Seltene Erden: Bundesregierung will von China unabhängiger werden

Angesichts der Probleme, die die Abhängigkeit von Energieimporten aus Russland derzeit bereitet, rücken auch andere Bereiche in den Fokus. So will Deutschland auch die Versorgung mit Metallen der Seltene Erden-Gruppe auf ein breiteres Fundament stellen. Aktuell ist der mit Abstand größte Lieferant dieser Rohstoffe China. Das soll sich zukünftig ändern. Es gibt eine Rohstoffstrategie, in der das adressiert wird. Auch bei der EU-Kommission ist das längst ein Thema.
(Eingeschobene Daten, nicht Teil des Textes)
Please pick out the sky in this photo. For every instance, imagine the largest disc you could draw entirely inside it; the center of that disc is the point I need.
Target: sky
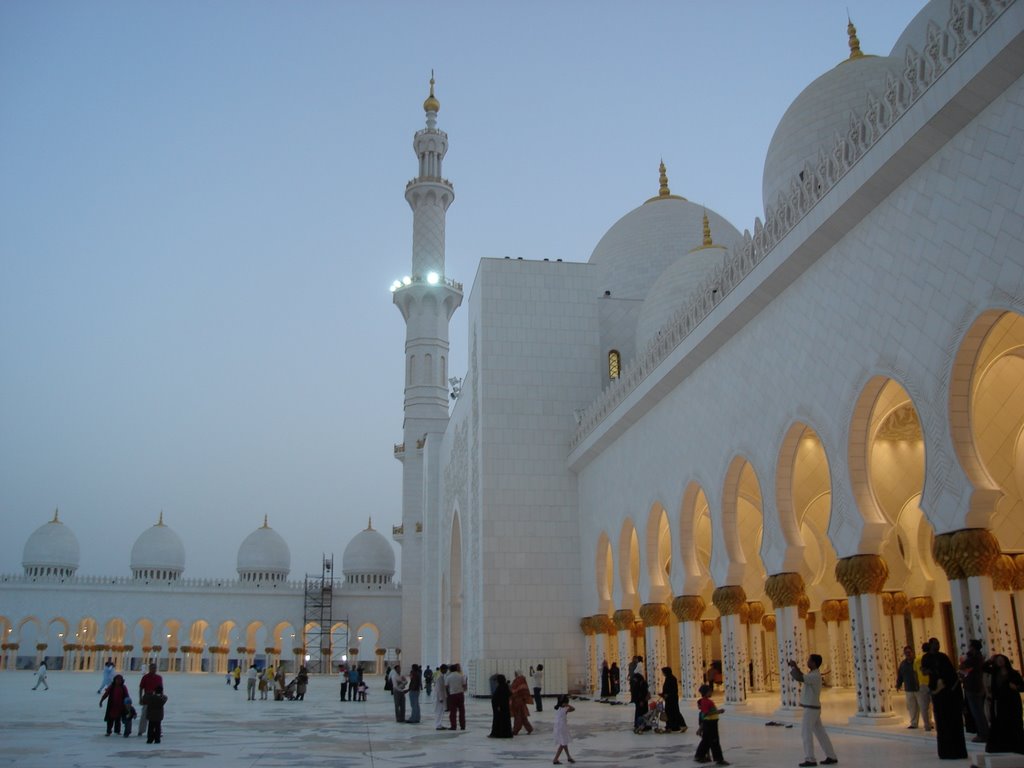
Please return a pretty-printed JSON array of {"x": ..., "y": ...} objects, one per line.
[{"x": 202, "y": 209}]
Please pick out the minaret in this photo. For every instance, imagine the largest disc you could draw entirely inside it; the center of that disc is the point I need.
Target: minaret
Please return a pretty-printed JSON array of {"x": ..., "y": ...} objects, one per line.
[{"x": 427, "y": 299}]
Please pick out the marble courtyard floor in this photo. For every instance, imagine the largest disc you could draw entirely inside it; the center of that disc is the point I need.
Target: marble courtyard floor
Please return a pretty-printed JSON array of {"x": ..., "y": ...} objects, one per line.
[{"x": 210, "y": 724}]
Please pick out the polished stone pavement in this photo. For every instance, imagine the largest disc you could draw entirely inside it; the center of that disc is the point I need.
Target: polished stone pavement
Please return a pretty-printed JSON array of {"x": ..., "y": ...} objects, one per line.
[{"x": 210, "y": 724}]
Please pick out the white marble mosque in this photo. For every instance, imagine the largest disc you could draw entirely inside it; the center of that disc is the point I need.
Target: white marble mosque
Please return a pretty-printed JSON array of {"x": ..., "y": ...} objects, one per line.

Aber "die Diversifizierung von Lieferquellen ist in der jetzigen Situation und unter dem Eindruck der Energiepolitik noch mal in den besonderen Fokus gerückt", teilte das Bundeswirtschaftsministerium gegenüber der Redaktion der Tagesschau mit.

Die Politik kann dabei den Unternehmen, die mit den Ressourcen arbeiten, nicht vorschreiben, wo diese ihre Rohstoffe einzukaufen haben. Wenn chinesische Anbieter also auf dem Weltmarkt am billigsten sind, werden sie erst einmal weiter die Aufträge erhalten. Daher geht es darum, indirekte Wege zu finden, mit denen Schritt für Schritt die Abhängigkeit reduziert wird.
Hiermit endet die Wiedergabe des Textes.